I walked past the front, looking for a path leading to the meat department. One of two security guards who now patrolled the checkout lines tried to herd me into a line. I cut down an empty aisle.

Once at the back of the store, I realized customers were standing in lines that extended beyond the length of aisles of merchandise and along the back of the store. These were the lines for checkout. Once ready, I chose one line and waited at the end.

Unfortunately, customers were not standing the mandated 6-foot distance from one another. Two gentlemen in front of me were engaged in a close conversation the whole time. Other shoppers occasionally crowded down the same aisle to shop for items – and they seemed to spend an unusually long time comparing such merchandise as cotton balls and scented soap. Customers were calm and friendly for the most part, but it was obvious their nerves were a bit strained today.

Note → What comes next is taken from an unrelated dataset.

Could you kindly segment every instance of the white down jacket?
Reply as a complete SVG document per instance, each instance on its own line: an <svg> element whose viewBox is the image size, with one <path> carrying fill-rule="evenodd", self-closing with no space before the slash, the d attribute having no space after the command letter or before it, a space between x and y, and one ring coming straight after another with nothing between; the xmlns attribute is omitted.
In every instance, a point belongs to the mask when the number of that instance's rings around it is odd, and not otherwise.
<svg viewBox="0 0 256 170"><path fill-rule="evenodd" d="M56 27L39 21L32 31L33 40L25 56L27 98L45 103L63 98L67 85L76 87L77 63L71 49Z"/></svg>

Much worse, I found that I had hurried too quickly and bundled too much. The store seemed unusually warm – a perfect incubator for the virus. I began to perspire. I became extremely nervous. What if people thought I had COVID-19? What if I started to pass out? I experienced an immediate panic attack, but I was determined to get to the holy land: the checkout stand.

Finally, it was my turn. The person in front of me emptied her cart and was about to pay, so I asked the guard if I could approach. He waved me off.

When finally allowed to enter the checkout space, the temperature suddenly became noticeably cooler.

A woman brought her cart behind me, but the security guard ordered her back. Voices blared out as an argument of some kind broke out near the entrance to the store – and quickly faded. Then, the checker told me to retreat beyond the red line –­ which I just then noticed on the ground.

Once outside, I was so relieved that I decided to fill up on gasoline (no lines). I drove toward CVS Pharmacy where a group of shoppers calmly waited outside while keeping the 6-foot distance between one another.

Driving south down Spring Canyon Road I noticed bright yellow tape surrounding the perimeter of the concrete outdoor basketball court where kids once played. It was a stark reminder that parks are closed.

During a brief drive around town I noticed a short line of customers outside Trader Joe’s. The high school was quiet. So was Miramar Ranch Elementary. “Old” Vons didn’t have a line outside, but there were plenty of cars in the lot. Hoyt Park was empty – only two small notices were attached to wooden stumps letting the public know the park was closed. The driveway to Lake Miramar was gated and the library was closed, yet cars were parked in the library lot and along the road near the lake. As noted many times on social media recently, an increased number of people were walking or jogging outside, many with their dogs.

Now calm and cool, I returned home and washed my hands. I was happy to be back with my treasures: a rare package of toilet paper, ground beef and milk – but no other food. That’s ok. I did my part. Did I mention I was having a panic attack?